RIO DE JANEIRO - Não há previsão de cálculo “por dentro”, ou seja, o cálculo será normal, alíquota interna menos a interestadual sobre o valor da operação, conforme artigo 4º, VI,do Livro I, do RICMS/RJ.

 

RIO GRANDE DO NORTE - Não há previsão de cálculo “por dentro”, ou seja, o cálculo será normal, alíquota interna menos a interestadual sobre  o valor da operação, conforme Artigo 69, inciso XIII e artigo 82 do RICMS/RN.

 

RIO GRANDE DO SUL -  Há previsão de cálculo “por dentro”, conforme Instrução Normativa DRP n° 045/98, Título I, Capítulo III, Seção 10.1, consta o cálculo do diferencial de alíquotas por dentro, o qual será apresentado a seguir.

Antes de apresentar o cálculo por dentro, temos como objetivo enfatizar que a SEFAZ/RS já esclareceu tal situação e orienta que o cálculo do diferencial de alíquotas, será por dentro, ainda que recolhido pelo remetente a título de Substituição Tributária, através do informativo localizado no link.

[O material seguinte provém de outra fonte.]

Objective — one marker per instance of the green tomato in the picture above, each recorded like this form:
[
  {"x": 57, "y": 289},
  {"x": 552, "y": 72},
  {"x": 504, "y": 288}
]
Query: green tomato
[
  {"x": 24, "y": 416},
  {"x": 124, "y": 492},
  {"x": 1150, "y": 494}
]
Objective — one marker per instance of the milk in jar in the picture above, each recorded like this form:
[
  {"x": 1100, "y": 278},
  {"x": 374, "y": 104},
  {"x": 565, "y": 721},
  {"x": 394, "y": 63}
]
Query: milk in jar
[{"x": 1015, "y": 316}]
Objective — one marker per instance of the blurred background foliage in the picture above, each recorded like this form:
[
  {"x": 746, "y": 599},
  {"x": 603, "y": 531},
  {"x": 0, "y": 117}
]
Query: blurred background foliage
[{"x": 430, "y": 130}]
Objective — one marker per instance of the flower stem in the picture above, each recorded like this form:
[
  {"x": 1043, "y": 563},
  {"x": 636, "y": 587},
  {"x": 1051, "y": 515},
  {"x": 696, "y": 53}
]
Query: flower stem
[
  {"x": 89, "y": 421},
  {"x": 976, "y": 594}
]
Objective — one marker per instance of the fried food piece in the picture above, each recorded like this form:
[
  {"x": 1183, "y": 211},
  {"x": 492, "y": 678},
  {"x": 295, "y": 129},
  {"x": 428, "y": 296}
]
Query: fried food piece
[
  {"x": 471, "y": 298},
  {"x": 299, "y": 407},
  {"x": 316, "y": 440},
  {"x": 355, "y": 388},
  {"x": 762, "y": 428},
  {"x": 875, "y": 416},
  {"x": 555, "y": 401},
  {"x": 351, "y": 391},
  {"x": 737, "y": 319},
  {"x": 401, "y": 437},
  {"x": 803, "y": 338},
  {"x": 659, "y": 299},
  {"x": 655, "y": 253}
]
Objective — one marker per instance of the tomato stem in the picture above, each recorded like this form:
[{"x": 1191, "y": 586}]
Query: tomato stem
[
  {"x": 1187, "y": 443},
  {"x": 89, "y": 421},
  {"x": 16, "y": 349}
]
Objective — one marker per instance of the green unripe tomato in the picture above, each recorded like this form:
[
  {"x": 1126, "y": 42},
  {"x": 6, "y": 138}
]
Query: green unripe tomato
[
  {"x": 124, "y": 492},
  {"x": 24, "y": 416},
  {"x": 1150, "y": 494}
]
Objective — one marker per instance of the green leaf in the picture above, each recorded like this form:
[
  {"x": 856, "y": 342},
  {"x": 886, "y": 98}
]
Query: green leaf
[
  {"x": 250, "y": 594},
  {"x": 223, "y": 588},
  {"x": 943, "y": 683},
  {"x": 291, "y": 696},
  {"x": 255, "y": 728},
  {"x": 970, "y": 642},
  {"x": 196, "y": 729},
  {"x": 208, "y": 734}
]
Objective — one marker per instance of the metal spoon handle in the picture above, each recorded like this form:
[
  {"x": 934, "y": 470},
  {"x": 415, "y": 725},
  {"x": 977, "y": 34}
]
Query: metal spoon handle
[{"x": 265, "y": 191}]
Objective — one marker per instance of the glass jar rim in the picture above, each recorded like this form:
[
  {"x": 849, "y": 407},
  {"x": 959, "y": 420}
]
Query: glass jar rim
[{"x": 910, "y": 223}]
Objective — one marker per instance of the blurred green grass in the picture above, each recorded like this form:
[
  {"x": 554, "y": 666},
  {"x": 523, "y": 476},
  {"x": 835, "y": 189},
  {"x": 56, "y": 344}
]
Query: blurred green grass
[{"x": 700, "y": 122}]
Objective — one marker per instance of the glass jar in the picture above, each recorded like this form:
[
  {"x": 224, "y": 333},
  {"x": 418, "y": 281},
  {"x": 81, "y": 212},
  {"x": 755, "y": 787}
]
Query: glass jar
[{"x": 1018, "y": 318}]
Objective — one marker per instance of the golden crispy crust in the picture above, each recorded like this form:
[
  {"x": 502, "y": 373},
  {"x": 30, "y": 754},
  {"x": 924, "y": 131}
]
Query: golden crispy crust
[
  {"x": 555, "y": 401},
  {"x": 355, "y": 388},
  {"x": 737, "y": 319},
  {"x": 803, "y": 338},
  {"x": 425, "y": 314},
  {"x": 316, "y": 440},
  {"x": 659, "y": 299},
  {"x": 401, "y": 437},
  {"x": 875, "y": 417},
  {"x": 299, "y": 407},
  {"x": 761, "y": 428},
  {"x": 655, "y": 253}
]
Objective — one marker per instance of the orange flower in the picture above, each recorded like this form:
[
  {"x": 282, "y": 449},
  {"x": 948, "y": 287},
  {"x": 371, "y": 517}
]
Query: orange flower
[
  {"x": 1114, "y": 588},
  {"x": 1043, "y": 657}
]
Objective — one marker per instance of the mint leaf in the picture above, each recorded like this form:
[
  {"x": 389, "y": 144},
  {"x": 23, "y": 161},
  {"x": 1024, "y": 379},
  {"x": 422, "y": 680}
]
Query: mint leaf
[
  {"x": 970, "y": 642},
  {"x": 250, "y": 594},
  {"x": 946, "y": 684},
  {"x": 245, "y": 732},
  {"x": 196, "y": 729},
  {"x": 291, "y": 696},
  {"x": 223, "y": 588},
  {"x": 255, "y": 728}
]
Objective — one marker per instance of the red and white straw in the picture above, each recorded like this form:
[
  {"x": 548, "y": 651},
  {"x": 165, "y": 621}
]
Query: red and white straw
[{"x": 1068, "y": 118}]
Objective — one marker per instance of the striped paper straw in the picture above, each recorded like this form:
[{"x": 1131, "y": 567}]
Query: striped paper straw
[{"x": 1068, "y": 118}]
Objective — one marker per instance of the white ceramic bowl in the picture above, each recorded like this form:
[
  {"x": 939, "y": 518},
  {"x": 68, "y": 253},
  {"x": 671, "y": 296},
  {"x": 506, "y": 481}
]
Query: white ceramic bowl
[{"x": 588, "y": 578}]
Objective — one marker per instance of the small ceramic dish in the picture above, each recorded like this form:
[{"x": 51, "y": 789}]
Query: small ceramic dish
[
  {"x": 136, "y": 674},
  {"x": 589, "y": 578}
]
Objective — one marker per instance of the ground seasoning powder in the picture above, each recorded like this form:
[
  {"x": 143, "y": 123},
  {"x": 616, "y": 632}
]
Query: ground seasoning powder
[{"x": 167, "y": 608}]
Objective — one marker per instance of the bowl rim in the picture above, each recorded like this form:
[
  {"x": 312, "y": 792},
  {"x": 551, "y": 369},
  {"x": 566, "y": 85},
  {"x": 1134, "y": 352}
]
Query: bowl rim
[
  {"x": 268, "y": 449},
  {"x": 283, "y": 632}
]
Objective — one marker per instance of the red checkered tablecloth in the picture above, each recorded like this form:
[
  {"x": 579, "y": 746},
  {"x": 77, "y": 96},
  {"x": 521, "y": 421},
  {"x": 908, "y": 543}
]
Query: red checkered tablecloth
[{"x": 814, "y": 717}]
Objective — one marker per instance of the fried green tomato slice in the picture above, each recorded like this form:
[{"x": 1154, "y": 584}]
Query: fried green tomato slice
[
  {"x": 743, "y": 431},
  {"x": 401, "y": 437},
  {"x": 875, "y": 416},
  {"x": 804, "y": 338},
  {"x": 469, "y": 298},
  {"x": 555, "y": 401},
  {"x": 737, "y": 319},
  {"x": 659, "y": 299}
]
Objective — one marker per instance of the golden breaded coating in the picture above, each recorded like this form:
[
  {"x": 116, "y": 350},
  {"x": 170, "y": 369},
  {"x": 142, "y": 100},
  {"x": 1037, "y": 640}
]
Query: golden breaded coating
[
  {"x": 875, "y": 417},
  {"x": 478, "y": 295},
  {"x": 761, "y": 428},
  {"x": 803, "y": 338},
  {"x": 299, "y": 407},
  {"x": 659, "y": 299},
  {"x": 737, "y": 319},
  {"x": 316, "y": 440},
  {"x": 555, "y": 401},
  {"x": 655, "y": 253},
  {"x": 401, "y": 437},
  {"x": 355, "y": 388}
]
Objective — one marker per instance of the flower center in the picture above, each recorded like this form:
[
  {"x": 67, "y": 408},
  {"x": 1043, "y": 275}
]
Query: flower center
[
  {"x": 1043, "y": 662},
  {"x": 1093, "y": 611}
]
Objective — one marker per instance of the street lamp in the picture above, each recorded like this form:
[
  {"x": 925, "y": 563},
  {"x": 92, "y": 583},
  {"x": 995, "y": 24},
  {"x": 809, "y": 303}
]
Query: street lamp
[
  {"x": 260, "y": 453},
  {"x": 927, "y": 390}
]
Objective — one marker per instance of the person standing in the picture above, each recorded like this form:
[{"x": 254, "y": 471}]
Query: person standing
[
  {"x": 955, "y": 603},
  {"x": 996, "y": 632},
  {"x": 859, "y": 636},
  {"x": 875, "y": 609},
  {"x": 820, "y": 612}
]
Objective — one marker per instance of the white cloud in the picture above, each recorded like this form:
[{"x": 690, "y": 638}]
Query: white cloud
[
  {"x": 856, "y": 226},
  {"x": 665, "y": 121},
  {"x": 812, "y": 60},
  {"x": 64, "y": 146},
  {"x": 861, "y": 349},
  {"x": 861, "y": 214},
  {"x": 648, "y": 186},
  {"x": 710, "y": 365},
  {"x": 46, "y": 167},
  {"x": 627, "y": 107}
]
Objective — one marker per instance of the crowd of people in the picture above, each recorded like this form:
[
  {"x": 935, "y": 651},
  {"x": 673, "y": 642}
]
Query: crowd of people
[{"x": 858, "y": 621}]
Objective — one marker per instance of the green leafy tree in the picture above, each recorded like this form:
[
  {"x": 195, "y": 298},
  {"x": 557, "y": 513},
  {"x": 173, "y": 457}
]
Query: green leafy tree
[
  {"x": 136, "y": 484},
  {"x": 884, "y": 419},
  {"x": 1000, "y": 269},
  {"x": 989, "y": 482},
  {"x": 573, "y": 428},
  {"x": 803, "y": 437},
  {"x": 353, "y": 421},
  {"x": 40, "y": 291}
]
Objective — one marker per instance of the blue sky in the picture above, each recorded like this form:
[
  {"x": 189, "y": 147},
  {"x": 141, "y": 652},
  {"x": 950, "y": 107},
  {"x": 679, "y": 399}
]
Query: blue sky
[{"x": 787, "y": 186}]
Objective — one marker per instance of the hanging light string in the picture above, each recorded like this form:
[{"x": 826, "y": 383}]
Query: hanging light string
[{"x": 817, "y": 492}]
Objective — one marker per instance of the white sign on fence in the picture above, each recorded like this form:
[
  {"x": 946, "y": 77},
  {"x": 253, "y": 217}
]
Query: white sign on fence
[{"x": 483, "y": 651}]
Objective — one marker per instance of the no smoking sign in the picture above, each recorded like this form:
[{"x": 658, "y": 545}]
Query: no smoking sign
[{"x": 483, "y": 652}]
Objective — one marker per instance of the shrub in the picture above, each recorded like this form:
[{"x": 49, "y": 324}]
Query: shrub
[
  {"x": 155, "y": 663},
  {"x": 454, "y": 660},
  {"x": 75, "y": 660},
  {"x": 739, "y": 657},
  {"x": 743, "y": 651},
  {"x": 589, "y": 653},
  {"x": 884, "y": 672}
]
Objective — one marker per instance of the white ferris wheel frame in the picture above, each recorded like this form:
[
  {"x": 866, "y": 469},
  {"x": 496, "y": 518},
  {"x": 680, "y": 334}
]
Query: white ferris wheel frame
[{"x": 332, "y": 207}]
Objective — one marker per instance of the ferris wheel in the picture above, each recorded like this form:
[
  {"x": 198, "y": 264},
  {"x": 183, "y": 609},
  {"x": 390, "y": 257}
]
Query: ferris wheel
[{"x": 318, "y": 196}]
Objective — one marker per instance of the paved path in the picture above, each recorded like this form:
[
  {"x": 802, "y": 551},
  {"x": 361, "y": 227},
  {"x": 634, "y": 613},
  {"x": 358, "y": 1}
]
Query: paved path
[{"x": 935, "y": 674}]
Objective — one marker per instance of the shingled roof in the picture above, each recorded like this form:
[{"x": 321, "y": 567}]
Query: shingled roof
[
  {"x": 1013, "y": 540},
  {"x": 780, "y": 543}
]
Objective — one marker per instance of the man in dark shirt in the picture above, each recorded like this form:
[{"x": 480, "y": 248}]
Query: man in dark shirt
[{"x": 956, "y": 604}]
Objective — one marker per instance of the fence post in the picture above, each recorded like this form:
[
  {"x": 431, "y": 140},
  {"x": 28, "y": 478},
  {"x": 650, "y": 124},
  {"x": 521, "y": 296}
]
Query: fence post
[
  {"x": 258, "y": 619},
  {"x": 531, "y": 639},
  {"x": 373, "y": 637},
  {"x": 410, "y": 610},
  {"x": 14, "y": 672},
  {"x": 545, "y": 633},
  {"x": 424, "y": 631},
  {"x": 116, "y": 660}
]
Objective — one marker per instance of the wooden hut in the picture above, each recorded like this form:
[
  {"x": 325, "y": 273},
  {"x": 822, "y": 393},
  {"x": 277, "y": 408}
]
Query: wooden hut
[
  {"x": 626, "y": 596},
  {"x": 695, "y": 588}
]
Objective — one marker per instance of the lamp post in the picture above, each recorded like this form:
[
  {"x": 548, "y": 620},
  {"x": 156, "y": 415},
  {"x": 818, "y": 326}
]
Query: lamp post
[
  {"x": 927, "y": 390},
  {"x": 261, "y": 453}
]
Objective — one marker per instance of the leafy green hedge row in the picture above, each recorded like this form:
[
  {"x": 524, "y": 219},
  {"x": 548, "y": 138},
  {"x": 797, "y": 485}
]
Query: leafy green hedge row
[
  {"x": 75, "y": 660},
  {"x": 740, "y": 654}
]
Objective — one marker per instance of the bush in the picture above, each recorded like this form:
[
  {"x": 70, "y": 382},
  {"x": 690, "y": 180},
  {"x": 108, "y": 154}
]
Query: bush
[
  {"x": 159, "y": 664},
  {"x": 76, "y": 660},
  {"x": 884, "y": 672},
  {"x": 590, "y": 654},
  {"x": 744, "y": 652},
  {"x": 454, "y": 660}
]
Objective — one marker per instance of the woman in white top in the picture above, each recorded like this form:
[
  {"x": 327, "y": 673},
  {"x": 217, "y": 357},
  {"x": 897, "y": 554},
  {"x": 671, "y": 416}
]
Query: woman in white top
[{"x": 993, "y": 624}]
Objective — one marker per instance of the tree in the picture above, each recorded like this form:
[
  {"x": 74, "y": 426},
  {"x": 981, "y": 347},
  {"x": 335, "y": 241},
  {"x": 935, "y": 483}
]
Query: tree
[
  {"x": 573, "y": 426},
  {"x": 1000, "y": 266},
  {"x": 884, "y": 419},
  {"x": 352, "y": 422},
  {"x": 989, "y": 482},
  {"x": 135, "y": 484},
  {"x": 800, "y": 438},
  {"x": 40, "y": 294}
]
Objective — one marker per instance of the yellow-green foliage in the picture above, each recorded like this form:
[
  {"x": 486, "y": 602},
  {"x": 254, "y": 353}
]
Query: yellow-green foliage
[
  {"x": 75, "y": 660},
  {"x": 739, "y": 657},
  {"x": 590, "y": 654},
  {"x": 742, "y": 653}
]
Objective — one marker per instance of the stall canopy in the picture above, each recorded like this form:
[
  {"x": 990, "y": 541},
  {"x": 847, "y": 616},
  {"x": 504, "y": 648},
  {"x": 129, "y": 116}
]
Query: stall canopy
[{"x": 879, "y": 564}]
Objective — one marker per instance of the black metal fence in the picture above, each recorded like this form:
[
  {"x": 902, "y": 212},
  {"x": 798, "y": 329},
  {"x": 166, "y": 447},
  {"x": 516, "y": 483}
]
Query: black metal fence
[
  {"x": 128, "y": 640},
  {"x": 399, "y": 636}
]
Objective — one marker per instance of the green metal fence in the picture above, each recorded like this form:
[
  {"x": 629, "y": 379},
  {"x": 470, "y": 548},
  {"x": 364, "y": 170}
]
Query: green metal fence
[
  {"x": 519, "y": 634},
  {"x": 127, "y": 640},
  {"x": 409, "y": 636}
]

Segue abaixo o exemplo de cálculo, considerando:

Valor da operação: R$ 1.000,00

Alíquota interestadual: 12%

Logo, ICMS de origem: R$ 120,00

Alíquota interna: 18%

ICMS devido ={ [(1.000 - 120)/(1- 0.18)] x 0,18} - 120,00

ICMS devido = {[ 880,00/ 0.82 ] X 0,18} - 120,00

ICMS devido = [1.073,17 X 0,18] - 120,00

ICMS devido = 193,17 - 120,00

ICMS devido = R$ 73,17

RONDÔNIA - Há previsão de cálculo “por dentro”, nos termos do Artigo 16, inciso II, alínea “c” do RICMS/RO.

 

RORAIMA - Não há previsão de cálculo “por dentro”, ou seja, o cálculo será normal, alíquota interna menos a interestadual sobre o valor da operação sobre o qual foi cobrado o ICMS no Estado de origem, conforme artigo 29, inciso XI do RICMS/RR.

 

SANTA CATARINA - Nos termos do Artigo 19, parágrafo 7º, do Anexo 3 do RICMS/SC, a base de cálculo do imposto devido será o valor da operação interestadual adicionado imposto correspondente à diferença entre a alíquota interna a consumidor final estabelecida na legislação tributaria do Estado de Santa Catarina para o bem ou a mercadoria e a alíquota interestadual.

Ou seja, a base de cálculo do diferencial de alíquotas será "por dentro", conforme exemplo abaixo:

Valor da operação com ICMS: R$ 100,00

Alíquota interestadual: 12%

Alíquota interrna: 17%

Do valor da operação vamos excluir o ICMS da operação própria:

R$ 100,00 X 0,88 (100 - alíquota interestadual) = R$ 88,00

Do valor encontrado vamos incluiir "por dentro" alíquota interna de Santa Catarina:

R$ 88,00/0,83 (100 - alíquota interna) = R$ 106,02

Uma vez encontrada a base de cálculo (R$ 106,02), vamos multiplicar pela alíquota interna:

R$ 106,02 X 17% = R$ 18,02

E para encontrar o valor do diferencial de alíquotas, vamos deduzir o ICMS próprio da operação:

R$ 18,02 - R$ 12,00 = R$ 6,02

 

SÃO PAULO - Foi publicado o Comunicado CAT nº 23/2017 orientando o cálculo do diferencial de alíquotas “por dentro”, entretanto este Comunicado é baseado na cláusula décima quarta do Convênio ICMS nº 52/2017. Logo o Comunicado do Estado de São Paulo também perdeu seus efeitos, desta forma o cálculo do diferencial de alíquotas para o Estado de São Paulo será normal, alíquota interna menos interestadual sobre o valor da operação, nos termos do Artigo  37, inciso VI do RICMS/SP.

 

SERGIPE - Há previsão de cálculo “por dentro”, nos termos do Artigo 23, inciso V do RICMS/SE e Portaria SEFAZ nº 367/2016.

 

TOCANTINS - Há previsão de cálculo “por dentro”, nos termos do Artigo 22, inciso XV do RICMS/TO e Instrução Normativa SEFAZ nº 1/2016.